Few-shot prompting is configured with a single frozen dataclass:

from folktexts.prompting import FewShotConfig
from folktexts.benchmark import Benchmark

bench = Benchmark.make_acs_benchmark(
    "ACSIncome", model=llm, tokenizer=tokenizer, data_dir="~/data",
    few_shot_config=FewShotConfig(
        n_shots=4,
        compose="balanced",        # "random" (default) | "balanced" | per-class counts in label order, e.g. (2, 2) = 2 of class 0 + 2 of class 1
        example_order=(3, 2, 1, 0),  # optional permutation of the example indices
        reuse_examples=True,         # default False (resamples per row); True reuses the same examples
        show_question_in_examples=True,  # default True; set False for answer-only examples
    ),
)

Few-shot prompting cannot be combined with the chat-template path (use_chat_template=True) — that combination raises ValueError.

Migrating from the flat-keyword API

Earlier versions configured prompts through scattered keyword arguments. Those have been consolidated into PromptConfig / FewShotConfig. Passing a removed keyword to a constructor or encode_row_prompt* now raises TypeError instead of being silently ignored. Saved benchmark configs from before the change still load: BenchmarkConfig.load_from_disk translates the legacy few-shot keys and ignores any other unknown keys with a warning.

Old

New

custom_prompt_prefix="..." (classifier / encode_row_prompt*)

prompt_config=PromptConfig.from_dict({"custom_prompt_prefix": "..."}, task) or CLI --variation custom_prompt_prefix=...

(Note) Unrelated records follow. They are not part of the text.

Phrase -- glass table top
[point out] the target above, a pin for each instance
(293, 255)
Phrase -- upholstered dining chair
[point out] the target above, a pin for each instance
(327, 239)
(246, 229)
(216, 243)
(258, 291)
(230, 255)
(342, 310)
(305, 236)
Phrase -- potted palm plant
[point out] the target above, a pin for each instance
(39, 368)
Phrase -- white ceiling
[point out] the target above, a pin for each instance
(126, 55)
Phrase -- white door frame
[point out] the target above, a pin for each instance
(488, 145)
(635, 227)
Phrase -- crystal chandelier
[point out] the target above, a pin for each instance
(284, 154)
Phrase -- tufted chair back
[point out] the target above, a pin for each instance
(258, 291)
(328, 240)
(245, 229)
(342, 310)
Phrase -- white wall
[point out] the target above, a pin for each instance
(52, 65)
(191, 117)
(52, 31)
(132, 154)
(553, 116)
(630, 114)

add_task_description=False

now an argument to PromptConfig.from_dict(...)

few_shot=N, reuse_few_shot_examples=..., balance_few_shot_examples=... (BenchmarkConfig)

few_shot_config=FewShotConfig(n_shots=N, reuse_examples=..., compose="balanced")

class_balancing=True (sample_n_train_examples / encode_row_prompt_few_shot)

compose="balanced" / CLI --compose-few-shot-examples balanced

CLI --balance-few-shot-examples

CLI --compose-few-shot-examples balanced

numeric=True (encode_row_prompt_chat / resolve_chat_defaults)

removed — the default is derived from the QAInterface subclass (DirectNumericQA)

encode_row_prompt(row, task, question_obj) (positional question)

question= is now keyword-only

system_prompt=None / chat_prompt=None to mean “default”

PROMPT_DEFAULT means “default”; None now means “explicitly disable”

The top-level public API (Benchmark, BenchmarkConfig, the classifiers, the QAInterface subclasses, TaskMetadata, ACSDataset) is unchanged.